Something almost like nostalgia rises on occasion, a rarity for this duo. The grumpy synthesizers from “psin AM” are calling back on Boards of Canada Hello scores EP, which is unexpected because the Sandison brothers often looked like Autechre’s docile younger cousins, dreaming in the fields while Booth and Brown soldered shortwave radios in the garage. The calm tones of the many beatless tracks on the album spring from the contemplative from 2008 Quaristice and even 1994 is wistful Bernstein. Metaz form8, the beautiful ambient centerpiece of the album, could be the first Autechre composition you could possibly play on the piano.

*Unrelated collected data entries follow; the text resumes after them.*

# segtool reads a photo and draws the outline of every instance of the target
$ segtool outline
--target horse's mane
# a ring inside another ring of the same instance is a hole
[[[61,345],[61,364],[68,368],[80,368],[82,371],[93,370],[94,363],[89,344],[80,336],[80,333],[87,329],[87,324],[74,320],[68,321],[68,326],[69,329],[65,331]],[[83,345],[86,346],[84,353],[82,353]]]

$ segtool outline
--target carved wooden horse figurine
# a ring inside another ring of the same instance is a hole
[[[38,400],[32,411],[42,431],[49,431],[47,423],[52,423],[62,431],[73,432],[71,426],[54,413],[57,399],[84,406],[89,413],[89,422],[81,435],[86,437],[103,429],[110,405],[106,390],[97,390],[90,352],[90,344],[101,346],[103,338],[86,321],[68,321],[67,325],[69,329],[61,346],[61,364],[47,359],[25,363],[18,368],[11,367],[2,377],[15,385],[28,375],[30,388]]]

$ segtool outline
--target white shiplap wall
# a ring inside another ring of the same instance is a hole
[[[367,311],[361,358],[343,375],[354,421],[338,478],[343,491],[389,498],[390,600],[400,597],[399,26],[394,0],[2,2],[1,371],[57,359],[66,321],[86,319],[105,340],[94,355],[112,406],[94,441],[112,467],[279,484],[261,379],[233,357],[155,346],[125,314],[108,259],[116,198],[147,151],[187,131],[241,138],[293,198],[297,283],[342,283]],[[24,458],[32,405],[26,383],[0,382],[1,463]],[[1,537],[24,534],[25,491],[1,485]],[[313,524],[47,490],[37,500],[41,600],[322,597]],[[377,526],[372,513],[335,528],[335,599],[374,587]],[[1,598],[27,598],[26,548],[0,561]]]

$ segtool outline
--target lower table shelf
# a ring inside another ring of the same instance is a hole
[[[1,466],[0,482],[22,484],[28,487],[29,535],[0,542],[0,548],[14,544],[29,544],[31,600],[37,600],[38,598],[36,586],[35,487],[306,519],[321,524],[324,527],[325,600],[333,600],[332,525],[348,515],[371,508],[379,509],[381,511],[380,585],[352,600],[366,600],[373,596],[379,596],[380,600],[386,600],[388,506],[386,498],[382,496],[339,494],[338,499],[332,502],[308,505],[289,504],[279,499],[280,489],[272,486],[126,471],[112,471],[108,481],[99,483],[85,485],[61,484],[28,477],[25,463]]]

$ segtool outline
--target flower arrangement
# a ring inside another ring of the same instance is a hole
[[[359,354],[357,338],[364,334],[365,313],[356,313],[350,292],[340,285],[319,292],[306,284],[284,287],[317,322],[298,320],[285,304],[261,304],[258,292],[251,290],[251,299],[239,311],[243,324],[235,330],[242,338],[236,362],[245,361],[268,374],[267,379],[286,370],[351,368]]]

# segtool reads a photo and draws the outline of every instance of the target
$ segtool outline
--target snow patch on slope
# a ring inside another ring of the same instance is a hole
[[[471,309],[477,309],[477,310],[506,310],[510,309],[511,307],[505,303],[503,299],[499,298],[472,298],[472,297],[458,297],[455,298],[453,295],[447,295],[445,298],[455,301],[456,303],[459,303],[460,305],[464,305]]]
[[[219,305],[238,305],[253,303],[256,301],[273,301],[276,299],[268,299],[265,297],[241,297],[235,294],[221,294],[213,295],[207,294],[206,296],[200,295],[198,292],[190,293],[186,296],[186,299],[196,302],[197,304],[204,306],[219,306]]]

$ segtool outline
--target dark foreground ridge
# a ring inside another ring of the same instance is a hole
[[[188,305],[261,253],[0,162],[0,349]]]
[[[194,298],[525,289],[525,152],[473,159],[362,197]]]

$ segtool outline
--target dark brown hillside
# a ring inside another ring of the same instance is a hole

But this outward simplicity is deceptive. Each replay of even the most low-key tracks here brings out new details and new shades. The melodies tend to cluster in close formation around narrow tapes; The whole album feels like a swarm of insects trying to carry a melody. Even the softest material SIGN is not too different from the strictest or most amelodic material NTS sessions;; It has just been smoothed into a shape that captures the light differently and emphasizes continuity over disjunction. They found new ways to make their favorite materials sing.

The shortest track on the album is the most impressive. “Gr4” is the most lyrical piece of music Autechre has written in years, with clean contrapuntal movements reminiscent of baroque music – all buried under layers of effects that corrode the orchestral tones to dust. The longer it takes, the more it feels almost like a real song. Then after three minutes it just disappears without ever fully revealing itself. The ending feels sudden and unplanned; They wonder why they cut it here, what happened when it was recorded, that they couldn’t take it any further. But after the maximalist bonanza of recent years, it is a new, welcome feeling at Autechre to want more. With SIGNAutechre has managed to do something that machines cannot do nearly as well as humans: surprise us.